Must have extensions for VS Code (according to me)

Christian Vasquez - Dec 13 '17 - - Dev Community

Everyone has things they can't live without, whether it is your pet, a really loud neighbor, taxes, the dank memes, or even water! (This is my way of reminding you and myself to drink water more often, got it? ok, let's keep going).

But this time I wanna talk about an editor that has a special place in my heart:

Visual Studio Code
(VS Code, in case you didn't read the title)

This little bad boi comes with some pretty cool features out of the box:

  • Intellisense
  • Integrated version control
  • Markdown support with previewer
  • Built in terminal
  • Peek definition
  • Debugger
  • And blah blah blah... let's get to the good part:

Plugins! wait, no.

Extensions! 👏

These are basically a way to add extra functionality to your existing editor to make it go over 9,000 (WHAAAT?!).

Alright, alright, alright. Enough chit-chat.

List of extensions I can't live without

Auto Close Tag

Automatically rename paired HTML/XML tag, same as Visual Studio IDE does.

Auto Rename Tag

Automatically rename paired HTML/XML tag, same as Visual Studio IDE does.

Auto import

Automatically finds, parses and provides code actions and code completion for all available imports. Works with Typescript and TSX.

Beautify

Automatically formats your JavaScript, HTML and CSS code. (Yeah, like magic!).

Clipboard History

Keeps a history of your copied and cut items and let's you re-paste them if needed.

Git History

View git log along with the graph and details. You can view the history of a file or a specific line.

Code Runner

Let's you run a file or a selected part of your code to quickly check the output. I normally use it when working with JavaScript, but it supports quite a wide range of other languages as well.

Docker

Do I really need to explain this one? If you don't know what Docker is by now, go ahead and google it. You can thank me later 😉.

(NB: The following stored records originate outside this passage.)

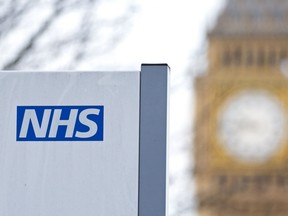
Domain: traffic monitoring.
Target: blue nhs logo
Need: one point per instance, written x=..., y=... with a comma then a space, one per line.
x=60, y=123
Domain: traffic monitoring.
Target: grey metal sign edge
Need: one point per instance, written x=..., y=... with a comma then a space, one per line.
x=152, y=192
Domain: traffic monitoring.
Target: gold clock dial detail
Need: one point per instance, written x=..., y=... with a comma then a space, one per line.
x=251, y=126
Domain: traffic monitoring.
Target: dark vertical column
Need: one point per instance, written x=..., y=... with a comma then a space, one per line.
x=153, y=139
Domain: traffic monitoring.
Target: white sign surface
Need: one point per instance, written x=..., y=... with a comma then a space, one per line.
x=51, y=173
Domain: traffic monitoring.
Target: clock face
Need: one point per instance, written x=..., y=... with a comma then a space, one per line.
x=251, y=126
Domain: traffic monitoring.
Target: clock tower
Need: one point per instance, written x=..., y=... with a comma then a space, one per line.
x=241, y=142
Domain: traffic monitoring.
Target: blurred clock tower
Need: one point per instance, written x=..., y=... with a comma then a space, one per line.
x=241, y=142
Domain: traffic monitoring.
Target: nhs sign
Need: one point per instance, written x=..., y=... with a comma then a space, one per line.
x=60, y=123
x=84, y=143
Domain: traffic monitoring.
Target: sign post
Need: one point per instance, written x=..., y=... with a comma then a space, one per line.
x=84, y=143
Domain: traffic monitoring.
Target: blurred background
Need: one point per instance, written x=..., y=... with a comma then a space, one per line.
x=205, y=56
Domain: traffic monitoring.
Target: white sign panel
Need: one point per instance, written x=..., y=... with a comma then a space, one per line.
x=69, y=144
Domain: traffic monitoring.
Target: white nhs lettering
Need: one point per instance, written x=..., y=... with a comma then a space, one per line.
x=45, y=126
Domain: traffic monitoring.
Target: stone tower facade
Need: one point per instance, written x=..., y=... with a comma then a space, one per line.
x=248, y=50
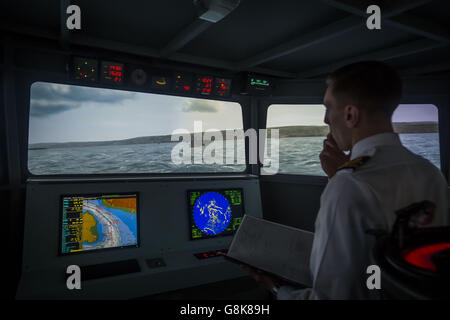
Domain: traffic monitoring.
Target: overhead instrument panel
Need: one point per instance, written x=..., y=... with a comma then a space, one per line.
x=84, y=69
x=115, y=73
x=160, y=82
x=139, y=77
x=222, y=87
x=183, y=83
x=257, y=85
x=203, y=85
x=112, y=72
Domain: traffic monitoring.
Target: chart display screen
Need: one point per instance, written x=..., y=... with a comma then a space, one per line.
x=215, y=212
x=98, y=222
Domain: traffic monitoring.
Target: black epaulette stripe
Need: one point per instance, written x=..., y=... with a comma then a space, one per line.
x=355, y=163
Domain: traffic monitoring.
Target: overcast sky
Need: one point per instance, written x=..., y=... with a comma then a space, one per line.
x=63, y=113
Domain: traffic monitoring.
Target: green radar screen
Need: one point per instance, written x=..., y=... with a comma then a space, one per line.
x=215, y=212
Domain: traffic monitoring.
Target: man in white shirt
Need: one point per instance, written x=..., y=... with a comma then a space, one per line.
x=381, y=177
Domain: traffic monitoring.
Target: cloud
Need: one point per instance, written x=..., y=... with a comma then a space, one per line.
x=51, y=98
x=201, y=106
x=43, y=108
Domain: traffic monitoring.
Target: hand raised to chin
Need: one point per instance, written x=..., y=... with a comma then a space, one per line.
x=331, y=157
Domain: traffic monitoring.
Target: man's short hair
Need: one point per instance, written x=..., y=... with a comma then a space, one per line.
x=372, y=85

(Jk. You can go here, here and here for more Docker goodness).

Material Icon Theme

What? Don't you like cute little icons on your explorer? Ok, then. Skip this one if you want.

Path Intellisense

I mean... the name says it all, doesn't it?

CSS classes intellisense

Aids you by giving you hints of possible CSS class names that are already in your project so you don't have to constanlty switch tabs over and over.

NodeJS Modules Intellisense

Autocompletes the names of the core NodeJS modules and the ones you specified in your package.json available for you. Quite useful when starting to learn about Node.

ExpressSnippet

If you are learning/using NodeJS, chances are that you are also going to be using ExpressJS, so this extesion provides a few code snippets so you can focus on your logic rather than the boilerplate around your get(), post(), put(), delete() methods.

Markdownlint

This extension is similar to jshint. It warns you of possible mistakes in your Markdown code that is commonly used in open source projects across GitHub and other version control hosting platforms in a way, whether it's a RAEDME.md or CONTRIBUTING.md, they all use Markdown.

Polacode

Allows you to copy and paste blocks of code that you want and transform them into a screenshot with a good looking standard template. (Similar to how window-based screenshots look in MacOS).

Aaaaand it's over

That's it. These are my favorites extensions so far.

Do you have some extensions that could replace the ones I mentioned? Or would you add some more to the list?

Go ahead and let me know below, I'm always up for extension hunting.